Projekte sind ein essenzieller Bestandteil des Curriculums von Mobile Computing. Die Studierenden bekommen die Möglichkeit, das im Zuge ihres Studiums erworbene theoretische Wissen selbst praktisch umzusetzen. Ein sowohl für StudentInnen als auch für Lehrende immer wieder spannendes Unterrichtskonzept, in dem schon erfolgreiche Startups wie z.B. runtastic und Butleroy ihre Anfänge gefunden haben.

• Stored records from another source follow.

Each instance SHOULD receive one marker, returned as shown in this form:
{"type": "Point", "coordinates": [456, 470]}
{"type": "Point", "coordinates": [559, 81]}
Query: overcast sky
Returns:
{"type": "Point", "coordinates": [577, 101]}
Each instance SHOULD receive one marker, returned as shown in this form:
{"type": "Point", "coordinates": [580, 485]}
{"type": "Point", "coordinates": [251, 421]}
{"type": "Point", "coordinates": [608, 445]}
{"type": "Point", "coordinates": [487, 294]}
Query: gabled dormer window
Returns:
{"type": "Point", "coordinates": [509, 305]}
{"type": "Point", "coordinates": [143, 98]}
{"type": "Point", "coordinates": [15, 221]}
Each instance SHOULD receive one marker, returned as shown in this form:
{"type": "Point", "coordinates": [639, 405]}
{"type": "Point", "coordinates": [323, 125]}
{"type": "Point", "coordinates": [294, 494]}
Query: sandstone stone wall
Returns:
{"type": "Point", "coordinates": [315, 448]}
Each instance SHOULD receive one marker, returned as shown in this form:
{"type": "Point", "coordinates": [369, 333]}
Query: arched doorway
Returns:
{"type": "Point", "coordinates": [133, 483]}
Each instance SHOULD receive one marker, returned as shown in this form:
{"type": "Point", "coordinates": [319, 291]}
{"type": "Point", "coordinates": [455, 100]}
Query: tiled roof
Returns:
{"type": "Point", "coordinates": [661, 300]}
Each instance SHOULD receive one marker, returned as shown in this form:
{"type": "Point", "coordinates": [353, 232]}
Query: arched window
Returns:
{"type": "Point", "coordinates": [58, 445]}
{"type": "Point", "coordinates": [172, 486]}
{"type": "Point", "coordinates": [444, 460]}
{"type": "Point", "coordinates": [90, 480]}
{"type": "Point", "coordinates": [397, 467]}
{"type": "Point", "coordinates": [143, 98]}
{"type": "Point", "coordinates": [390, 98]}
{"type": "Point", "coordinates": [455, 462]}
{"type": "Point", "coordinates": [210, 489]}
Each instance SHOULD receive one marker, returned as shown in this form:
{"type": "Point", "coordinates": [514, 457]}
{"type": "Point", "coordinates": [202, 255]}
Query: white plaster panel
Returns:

Character Recognition with STABILO ErgoPen
The aspect of this project is to recognize handwritten characters which are written with a ballpoint-like digital pen in real-time. Characters which should be recognized are restricted to lowercase letters. The character recognition should be accomplished by utilizing machine learning models such as the Hidden Markov Model. HMMs are especially known for their application in reinforcement learning and temporal pattern recognition such as speech, handwriting, gesture recognition. Another option is the utilization of artificial neuronal networks such as LSTM (Long Short Term Memory) networks which are currently on everyone’s lips and provide better results compared to classical machine learning.
The system consists of two parts whereby the hardware (ErgoPen) is provided by CDE (Communication Data Engineering). The pen system allows the recording and analysis of handwritings, drawings and gesture movements on a solid ground. The pen is used to gather data while the user is writing with it. Motion data are transmitted via a Bluetooth Low Energy (BLE) wireless connection to a connected android device. When connected, the pen sends data every 60ms in byte stream format. From the gathered data distinct features are extracted and used to train machine learning models which are later used to recognize the written characters in real-time. The result is shown on the smartphone in the respective app.